Jamie Ives looks at where Premier League clubs are going wrong with regard to transfer policies and why the number of quality players in the top flight may be decreasing…
Over the past five years the Premier League has become more and more competitive and predicting outcomes has become a betting man’s worst nightmare due to the unpredictability of the league.
The Premier League is still viewed as the best league in the world by many. And the main reason for the more competitive structure is the transfer policy of Premier League clubs nowadays.
World-class players at their peak are leaving England’s top division and are not being replaced by world-class players. The best examples of this in recent years are Liverpool and Tottenham, who, over the last two summer’s have lost Luis Suarez and Gareth Bale to Spanish giants Barcelona and Real Madrid respectively.
Spurs replaced Bale with an array of players that have yet to make up for the loss of the Welsh wizard. Attacking players Nacer Chadli, Erik Lamela and Christian Eriksen were all brought in using the Bale money but have not made the same impact in the side on a consistent basis.
It’s a similar issue with Liverpool. They used the money they acquired through the Suarez deal to bring in Adam Lallana, Lazar Markovic and Mario Balotelli – all of whom have failed to make up for the Uruguayan’s absence.

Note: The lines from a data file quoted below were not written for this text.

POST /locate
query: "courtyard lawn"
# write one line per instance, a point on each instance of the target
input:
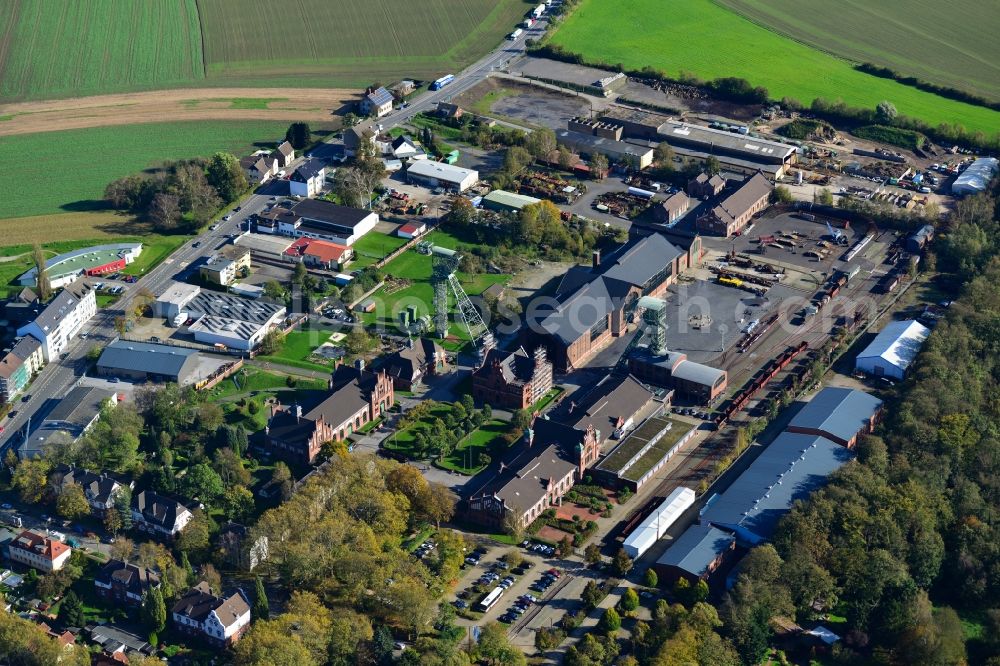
(487, 439)
(415, 268)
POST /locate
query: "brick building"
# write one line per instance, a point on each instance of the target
(512, 380)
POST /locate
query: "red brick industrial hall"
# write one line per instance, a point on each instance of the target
(596, 303)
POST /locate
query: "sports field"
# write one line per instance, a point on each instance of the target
(54, 48)
(348, 43)
(67, 171)
(951, 44)
(704, 38)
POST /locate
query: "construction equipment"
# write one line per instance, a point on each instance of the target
(444, 264)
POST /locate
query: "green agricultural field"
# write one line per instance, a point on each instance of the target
(68, 170)
(951, 44)
(704, 38)
(53, 48)
(348, 44)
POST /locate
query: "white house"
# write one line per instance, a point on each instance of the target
(62, 319)
(376, 102)
(222, 621)
(893, 349)
(307, 181)
(39, 552)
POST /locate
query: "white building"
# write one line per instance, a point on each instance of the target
(220, 620)
(893, 349)
(39, 552)
(307, 181)
(439, 174)
(62, 319)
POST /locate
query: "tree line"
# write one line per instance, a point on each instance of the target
(180, 196)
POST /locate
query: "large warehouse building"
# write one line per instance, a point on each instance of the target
(893, 349)
(976, 177)
(440, 174)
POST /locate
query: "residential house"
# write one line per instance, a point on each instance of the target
(284, 155)
(308, 179)
(39, 552)
(159, 515)
(239, 547)
(377, 102)
(219, 620)
(410, 366)
(62, 319)
(226, 266)
(512, 380)
(124, 583)
(672, 208)
(551, 459)
(734, 212)
(357, 397)
(99, 489)
(704, 185)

And thus with this policy, both teams have lost pace with other big clubs in the league, such as Chelsea. The Blues have adopted the opposite strategy this year and it looks to have paid off. Bringing in Cesc Fabregas and Diego Costa has fired them to top spot and they don’t look like they’ll fall away anytime soon.
It seems modern football clubs value a large squad, which has its obvious advantages due to injury problems and long fixture lists. However, there is no substitute for a world-class player, no matter how many players you bring in.

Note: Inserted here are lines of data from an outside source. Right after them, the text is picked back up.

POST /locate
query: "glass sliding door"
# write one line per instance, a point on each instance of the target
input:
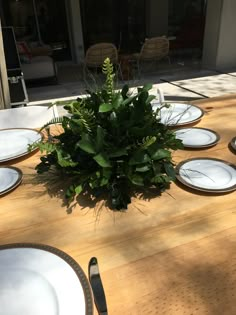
(39, 22)
(121, 22)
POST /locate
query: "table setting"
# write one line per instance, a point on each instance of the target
(194, 218)
(41, 279)
(201, 173)
(14, 144)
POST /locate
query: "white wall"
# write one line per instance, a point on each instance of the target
(4, 88)
(75, 27)
(226, 56)
(219, 50)
(157, 18)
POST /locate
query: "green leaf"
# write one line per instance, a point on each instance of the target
(106, 172)
(125, 90)
(142, 169)
(86, 144)
(161, 154)
(99, 138)
(147, 87)
(78, 189)
(140, 157)
(117, 101)
(102, 160)
(118, 153)
(64, 159)
(136, 180)
(105, 107)
(150, 98)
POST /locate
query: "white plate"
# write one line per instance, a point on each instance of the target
(179, 114)
(38, 279)
(10, 178)
(14, 142)
(197, 137)
(205, 174)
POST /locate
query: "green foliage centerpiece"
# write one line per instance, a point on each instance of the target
(112, 142)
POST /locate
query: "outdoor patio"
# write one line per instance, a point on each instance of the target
(183, 80)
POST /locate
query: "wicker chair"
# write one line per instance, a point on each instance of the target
(97, 53)
(153, 50)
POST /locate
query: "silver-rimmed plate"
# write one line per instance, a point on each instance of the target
(233, 143)
(197, 137)
(14, 142)
(10, 178)
(178, 114)
(39, 279)
(207, 174)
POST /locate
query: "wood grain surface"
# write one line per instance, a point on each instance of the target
(174, 254)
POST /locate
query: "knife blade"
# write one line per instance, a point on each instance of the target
(97, 287)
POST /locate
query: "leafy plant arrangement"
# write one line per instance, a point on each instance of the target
(113, 142)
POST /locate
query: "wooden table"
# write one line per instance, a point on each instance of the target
(174, 254)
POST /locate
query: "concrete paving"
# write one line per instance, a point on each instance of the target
(178, 83)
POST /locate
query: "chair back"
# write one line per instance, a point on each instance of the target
(27, 117)
(96, 54)
(155, 48)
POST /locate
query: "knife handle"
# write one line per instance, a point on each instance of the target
(97, 287)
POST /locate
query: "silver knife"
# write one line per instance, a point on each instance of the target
(97, 287)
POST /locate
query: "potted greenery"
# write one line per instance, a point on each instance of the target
(112, 142)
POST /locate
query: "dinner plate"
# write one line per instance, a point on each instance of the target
(10, 178)
(14, 142)
(206, 174)
(197, 137)
(177, 114)
(233, 143)
(39, 279)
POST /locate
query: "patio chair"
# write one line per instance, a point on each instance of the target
(27, 117)
(97, 53)
(153, 50)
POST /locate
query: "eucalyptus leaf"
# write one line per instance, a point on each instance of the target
(111, 142)
(139, 157)
(105, 107)
(102, 160)
(87, 144)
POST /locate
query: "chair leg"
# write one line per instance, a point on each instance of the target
(119, 71)
(138, 68)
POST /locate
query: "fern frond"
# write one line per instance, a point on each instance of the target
(147, 141)
(107, 69)
(54, 121)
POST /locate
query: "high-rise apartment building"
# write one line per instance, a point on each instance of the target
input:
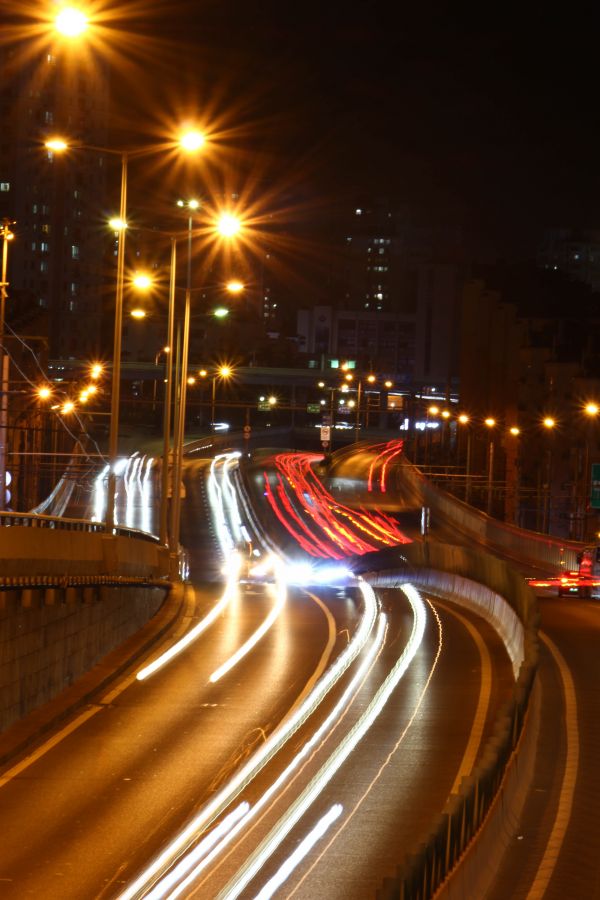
(56, 201)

The amount of world-class talent in the Premier League is decreasing and England’s UEFA Champions League teams failures are fundamentally the reason for this.
Germany’s Bayern Munich and Spain’s Real Madrid and Barcelona are the dominant forces in the game today, and the very best players are signed by these clubs at all costs. That has ensured they remain competitive in every competition they are in.
Premier League clubs should be keeping hold of their assets, and if they do decide to sell, replacing them with players of the same calibre is a must, and not three or four average replacements.